2. I depopulated about half of the preamp board in anticipation of my next phase of this build. Probably
a really stupid idea to fire up the amp with the power leads still connected to the preamp board in this
state. Maybe this further unbalanced the supply voltage going to the amp board?
3. I connected a standalone preamp to the amp section to test for any noise in this section after my
rebuild of the amp board. In my hast to hook up the preamp I believe I swapped input for output on the
preamp. Not sure if this would effect anything as far as R753 exploding but nevertheless, after running
for 5-10 seconds it did just that. The preamp I used is a DIY deal I assembled a few months back.
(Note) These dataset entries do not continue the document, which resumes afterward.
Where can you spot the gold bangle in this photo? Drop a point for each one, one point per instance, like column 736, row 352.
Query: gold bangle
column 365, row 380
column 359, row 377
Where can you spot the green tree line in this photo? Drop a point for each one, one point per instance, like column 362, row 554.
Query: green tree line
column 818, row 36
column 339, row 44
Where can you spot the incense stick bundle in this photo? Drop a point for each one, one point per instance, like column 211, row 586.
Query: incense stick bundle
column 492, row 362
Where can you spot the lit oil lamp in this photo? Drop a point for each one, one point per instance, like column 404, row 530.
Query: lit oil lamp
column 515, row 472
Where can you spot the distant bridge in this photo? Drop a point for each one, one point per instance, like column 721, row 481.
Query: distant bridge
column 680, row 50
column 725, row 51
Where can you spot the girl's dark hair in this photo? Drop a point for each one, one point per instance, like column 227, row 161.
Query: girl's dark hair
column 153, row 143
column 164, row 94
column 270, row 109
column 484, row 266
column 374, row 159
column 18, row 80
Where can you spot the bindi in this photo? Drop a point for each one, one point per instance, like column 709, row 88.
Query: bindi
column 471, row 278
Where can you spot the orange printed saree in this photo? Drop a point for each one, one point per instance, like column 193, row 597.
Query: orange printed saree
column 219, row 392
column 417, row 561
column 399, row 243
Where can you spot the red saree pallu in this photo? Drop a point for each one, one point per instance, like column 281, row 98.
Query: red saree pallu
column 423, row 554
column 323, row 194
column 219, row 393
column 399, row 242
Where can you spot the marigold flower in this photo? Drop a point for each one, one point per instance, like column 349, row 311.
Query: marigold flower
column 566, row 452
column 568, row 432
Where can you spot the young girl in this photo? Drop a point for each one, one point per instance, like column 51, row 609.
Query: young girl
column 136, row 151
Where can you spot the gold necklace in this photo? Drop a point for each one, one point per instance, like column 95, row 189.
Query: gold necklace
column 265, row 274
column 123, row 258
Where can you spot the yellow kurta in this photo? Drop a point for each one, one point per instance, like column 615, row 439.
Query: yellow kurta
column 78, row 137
It
had preformed well with a class A amp I had built but I'm thinking there may have been a compatibility
issue with the 1060 or it was mainly because I hooked it up wrong.
So after collecting myself I'll be putting a mouser order in for a few new parts plus everything else I still need for the preamp, tone boards, and phono board rebuild. I can say I got a little too confident in my abilities up to this point. From now on I will play it safe, section by section, and not introduce any outside factors like not fully tested DIY components. Hope others can learn from my mistakes as well.
Again, Paul, hope you're having a bit more luck with your 1060. Would like to hear an update on any progress you might have made.